Também tirei proveito de tudo o que aconteceu naquele fatídico ano de 1997. Aprendi que não devemos destratar as pessoas por elas serem diferentes, e senti isso na pele, por isso nunca repeti tamanho erro. Também aprendi a separar pessoas individualmente, sem integrá-las somente num grupo. E aprendi anos mais tarde que as pessoas que me maltratavam sofrem de uma doença chamada bullying, e hoje realmente tento esquecer tudo pelo que passei. Aprendi que crianças podem ser cruéis se quiserem. Aprendi que é nessa fase em que precisamos de uma boa estrutura familiar e social, pois é justamente ai que estamos moldando nosso caráter (tenho dó de certas pessoas daquela época, certamente hoje elas têm um caráter fraco demais para perceberem o quanto estavam erradas).
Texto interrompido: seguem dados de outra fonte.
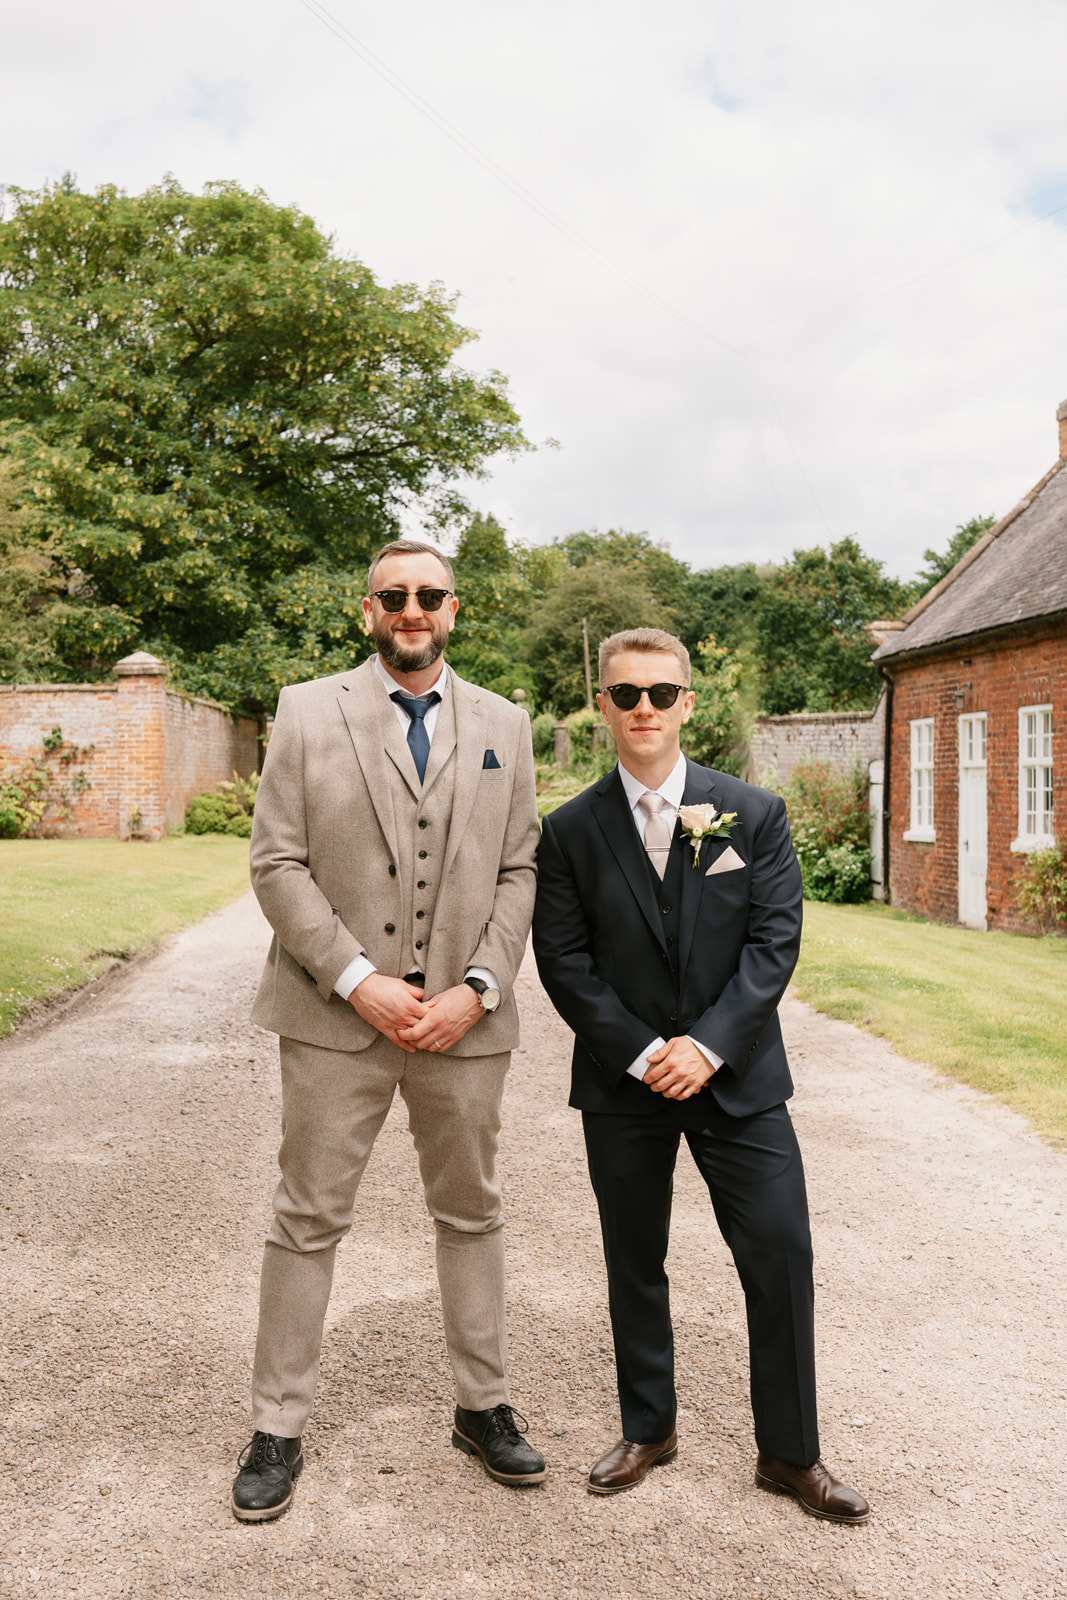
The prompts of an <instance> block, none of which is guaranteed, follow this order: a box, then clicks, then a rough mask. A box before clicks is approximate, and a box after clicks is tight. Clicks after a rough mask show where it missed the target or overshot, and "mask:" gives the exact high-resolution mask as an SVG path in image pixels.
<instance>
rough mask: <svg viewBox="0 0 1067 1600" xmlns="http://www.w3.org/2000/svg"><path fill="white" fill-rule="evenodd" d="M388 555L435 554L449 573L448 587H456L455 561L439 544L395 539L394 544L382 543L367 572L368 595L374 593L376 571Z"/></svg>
mask: <svg viewBox="0 0 1067 1600" xmlns="http://www.w3.org/2000/svg"><path fill="white" fill-rule="evenodd" d="M387 555H435V557H437V560H438V562H440V563H442V566H443V568H445V571H446V573H448V587H450V589H454V587H456V574H454V573H453V563H451V562H450V560H448V557H446V555H442V552H440V550H438V549H437V546H434V544H422V541H421V539H394V541H392V544H382V547H381V550H379V552H378V555H376V557H374V560H373V562H371V565H370V568H368V573H366V592H368V595H373V594H374V573H376V571H378V563H379V562H384V560H386V557H387Z"/></svg>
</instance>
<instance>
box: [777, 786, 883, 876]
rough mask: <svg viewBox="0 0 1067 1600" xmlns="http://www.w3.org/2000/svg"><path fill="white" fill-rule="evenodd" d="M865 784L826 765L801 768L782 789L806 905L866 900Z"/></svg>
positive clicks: (866, 817) (867, 791) (865, 786)
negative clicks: (809, 902) (807, 902)
mask: <svg viewBox="0 0 1067 1600" xmlns="http://www.w3.org/2000/svg"><path fill="white" fill-rule="evenodd" d="M869 787H870V784H869V778H867V773H865V771H864V770H862V768H861V766H854V768H853V770H851V771H848V773H841V771H838V770H837V768H835V766H830V763H829V762H814V760H805V762H800V763H798V765H797V766H795V770H793V773H792V778H790V779H789V782H787V784H784V787H782V789H781V794H782V798H784V800H785V810H787V811H789V826H790V830H792V835H793V846H795V850H797V859H798V861H800V874H801V877H803V880H805V899H814V901H830V902H833V904H838V906H840V904H846V902H853V901H864V899H870V811H869Z"/></svg>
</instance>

Entendi que temos que ser sempre nós mesmos, independente do meio social em que nos encontramos, porque se formos tentar ser outra pessoa, essa nova personalidade pode não ser bem aceita, e ai você será discriminado por alguém que nem vale a pena, que na verdade nem existe. Só não entendi porque Deus resolveu tirar meu avô de mim justamente quando mais eu precisava dele, e ainda mais no fim daquele ano em que o decepcionei, jogando fora todo o tempo e o dinheiro que ele investiu em mim naquele 1997.

Uma Pequena Leitora

Postado por Gysaaa_ às 08:05 0 comentários

Meu avô sempre me incentivou à leitura, principalmente quando a filha da nossa vizinha, dona Olga, foi morar no pátio com os filhos adotivos. A casa dos fundos era ao lado da nossa e em pouco tempo eu era frequentadora assídua da casa da Lídia. A filha do meio dela era mais nova que eu, mas adorava brincar com ela. Se chamava Dilca e, assim como os outros dois, era filha adotiva. Ela tinha um monte de brinquedos e uma sala repleta de livros. Sala que hoje é meu sonho ter na minha futura casa.
Toda a semana ela me emprestava dois livros para ler. Eu esperava anciosa terminar aqueles para pegar os próximos, e ainda nem sabia ler direito, estava recém aprendendo com a Rosângela, minha vizinha que tinha feito magistério mas que lecionava só pra mim.
Até hoje aquelas tardes em que ficava lendo os livros da Lídia se refletem em mim. Sou uma leitora assídua, leio de tudo, de Stephenie Meyer a Dostoiévski, e este é o único sentido de minha vida em que sou totalmente satisfeita.